NHS England announces £100 million funding for post-Winterbourne services

Funding announced to make Tranforming Care discharge plans a reality

NHS England has allocated £100 million in capital funding to the 48 Transforming Care Partnerships that are responsible for discharging people with learning disabilities and/or autism from hospital-type care.

NHS England expects the funding to enable more people with learning disabilities and/or autism to live in homely setting close to their families. Picture: Photofusion

The money is the latest step introducing reforms set out in ‘Building the right support: A national implementation plan to develop community services and close inpatient facilities’, which was published in October 2015 in response to the 2011 Winterbourne View scandal.

The funding, which includes £30 million that has already been allocated, will be used over five years to fund local schemes, including the building of new housing and the provision of services.

The RCN welcomed the additional funding, but said it will make little difference if the nursing workforce is not in place to implement them.

Community services

RCN professional lead for learning disabilities Ann Norman said: ‘An RCN report found that five years on from Winterbourne View, learning disability patients are still being held needlessly in hospital due to a lack of community services to meet their needs.

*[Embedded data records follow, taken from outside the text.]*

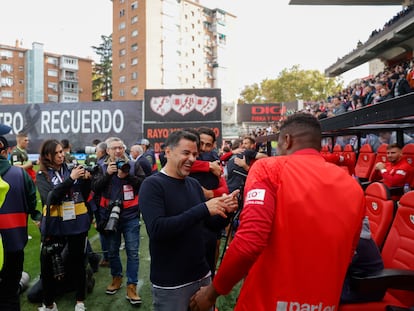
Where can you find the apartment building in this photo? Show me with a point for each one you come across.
(171, 44)
(30, 76)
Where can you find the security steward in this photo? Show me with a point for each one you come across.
(17, 200)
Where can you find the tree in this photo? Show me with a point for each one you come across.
(291, 85)
(102, 72)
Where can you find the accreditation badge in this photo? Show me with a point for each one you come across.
(68, 210)
(128, 192)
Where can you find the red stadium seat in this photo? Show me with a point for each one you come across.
(398, 256)
(365, 162)
(408, 153)
(380, 211)
(325, 150)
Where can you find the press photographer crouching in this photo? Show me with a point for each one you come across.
(66, 221)
(117, 182)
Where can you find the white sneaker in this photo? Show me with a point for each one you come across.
(43, 308)
(80, 306)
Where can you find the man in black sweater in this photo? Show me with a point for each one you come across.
(175, 213)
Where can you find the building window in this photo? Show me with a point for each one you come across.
(52, 98)
(5, 54)
(8, 81)
(7, 94)
(6, 67)
(52, 61)
(52, 86)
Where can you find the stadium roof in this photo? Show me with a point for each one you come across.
(346, 2)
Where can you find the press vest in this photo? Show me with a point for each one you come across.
(52, 221)
(13, 211)
(128, 206)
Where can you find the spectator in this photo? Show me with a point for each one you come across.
(18, 200)
(396, 171)
(366, 261)
(285, 217)
(400, 85)
(65, 220)
(239, 164)
(117, 182)
(213, 186)
(174, 210)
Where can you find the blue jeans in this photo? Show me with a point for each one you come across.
(176, 299)
(130, 230)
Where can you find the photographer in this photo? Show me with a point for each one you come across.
(17, 202)
(117, 182)
(19, 156)
(65, 221)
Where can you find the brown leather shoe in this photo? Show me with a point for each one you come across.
(115, 285)
(132, 295)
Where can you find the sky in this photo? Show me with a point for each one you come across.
(271, 34)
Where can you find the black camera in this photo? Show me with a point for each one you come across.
(54, 252)
(90, 168)
(113, 221)
(122, 165)
(73, 164)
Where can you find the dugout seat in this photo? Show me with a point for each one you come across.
(365, 162)
(380, 209)
(397, 279)
(381, 156)
(350, 158)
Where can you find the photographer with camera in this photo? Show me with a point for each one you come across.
(17, 201)
(117, 182)
(66, 220)
(19, 156)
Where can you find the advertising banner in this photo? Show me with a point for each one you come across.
(80, 123)
(178, 105)
(259, 112)
(157, 133)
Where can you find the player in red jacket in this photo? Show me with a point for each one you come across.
(298, 229)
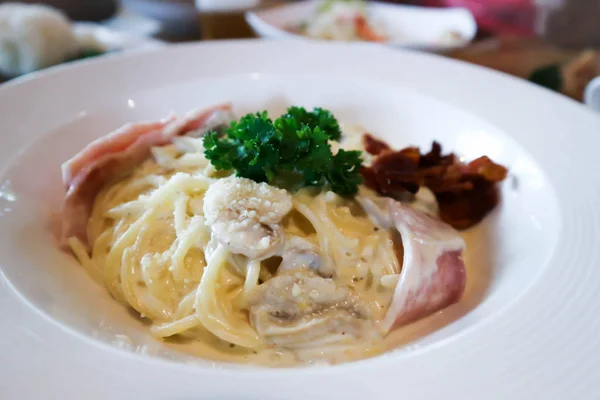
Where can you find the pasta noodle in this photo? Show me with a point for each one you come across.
(152, 247)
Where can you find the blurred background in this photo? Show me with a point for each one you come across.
(551, 42)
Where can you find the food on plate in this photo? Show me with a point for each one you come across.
(465, 193)
(342, 20)
(257, 237)
(34, 36)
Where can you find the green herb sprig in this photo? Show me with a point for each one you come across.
(292, 152)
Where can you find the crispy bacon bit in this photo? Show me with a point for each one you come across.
(373, 145)
(466, 193)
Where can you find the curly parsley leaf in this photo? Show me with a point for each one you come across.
(292, 151)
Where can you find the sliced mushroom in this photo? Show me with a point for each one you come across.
(245, 216)
(302, 308)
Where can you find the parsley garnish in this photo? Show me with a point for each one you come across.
(293, 151)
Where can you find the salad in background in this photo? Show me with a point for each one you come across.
(346, 20)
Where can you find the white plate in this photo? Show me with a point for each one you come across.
(527, 327)
(407, 26)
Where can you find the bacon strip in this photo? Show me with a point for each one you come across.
(433, 272)
(466, 193)
(115, 155)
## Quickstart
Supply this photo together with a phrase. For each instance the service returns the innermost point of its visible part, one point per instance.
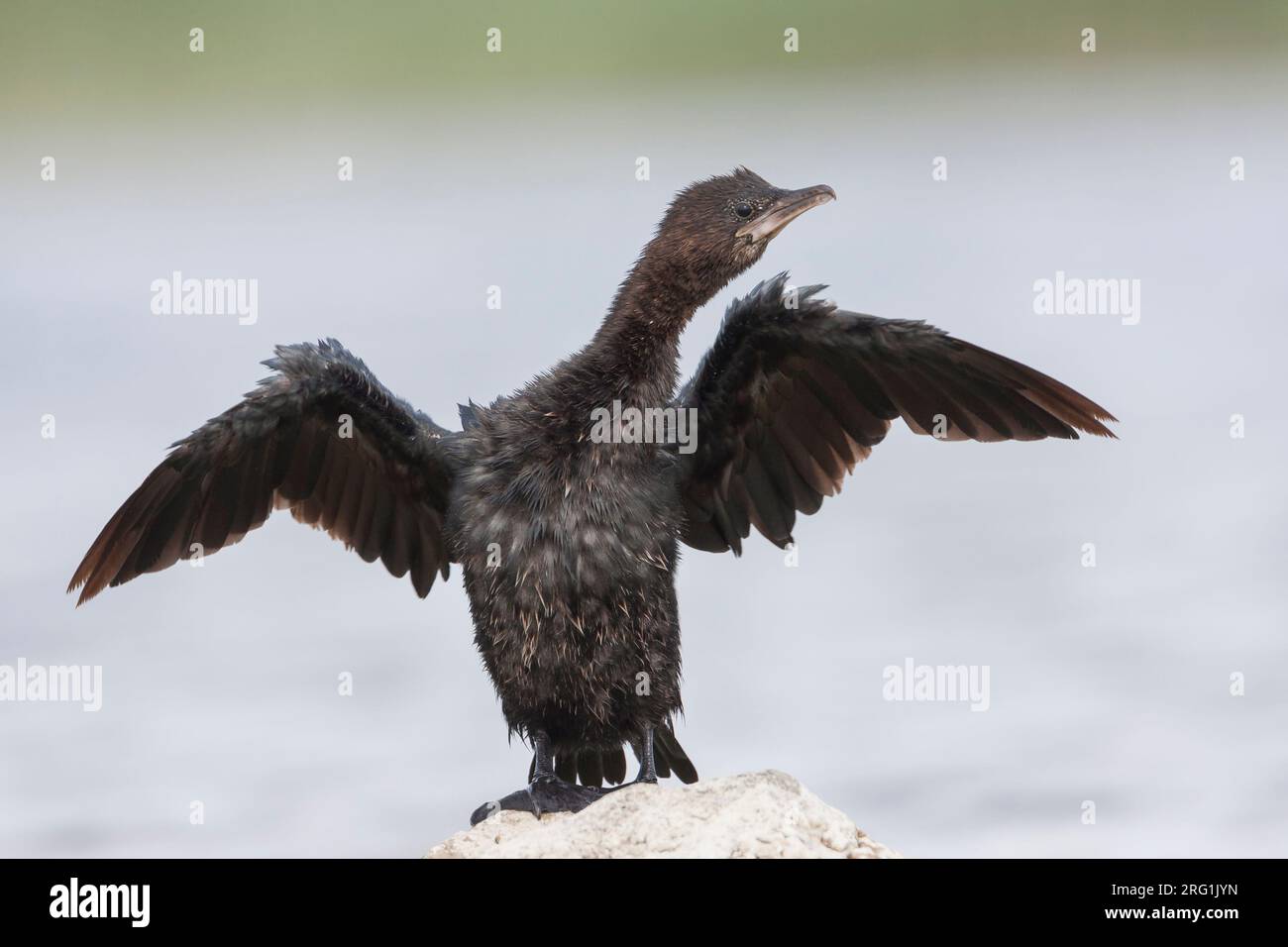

‘The NHS has delivered a well thought strategy to help solve this problem. However there remain questions over how an understaffed workforce will fulfil these plans. Since 2010, the learning disability nursing workforce has been cut by a third – and numbers continue to fall.

‘The future looks no brighter, with fewer learning disability nursing students in training than ever before.’

Engaging with families

Chief nursing officer for England and chair of the Transforming Care Delivery Board Jane Cummings admitted that getting people into more homely accommodation close to the families will not be easy, but added: ‘It is extremely encouraging to see how local NHS organisations and councils have taken up the mantle, built on existing good practice and engaged with families and organisations in their areas to develop their own innovative plans.’

Examples of how the money is being spent include:

  • Funding a Community Crisis Intervention Team offering personalised home support in North Central London.
  • Enhancing existing outreach teams to offer seven day week services in Leicestershire.
  • Creating a new service to support people whose behaviour brings them to the attention of the police or criminal justice system in Kent and Medway.

Latest figures from NHS England show that there were 2,530 people in inpatient settings in June 2016, 10% fewer than in March 2015, but 24,000 people who have a learning disability and/or autism are classed as being at risk of admission.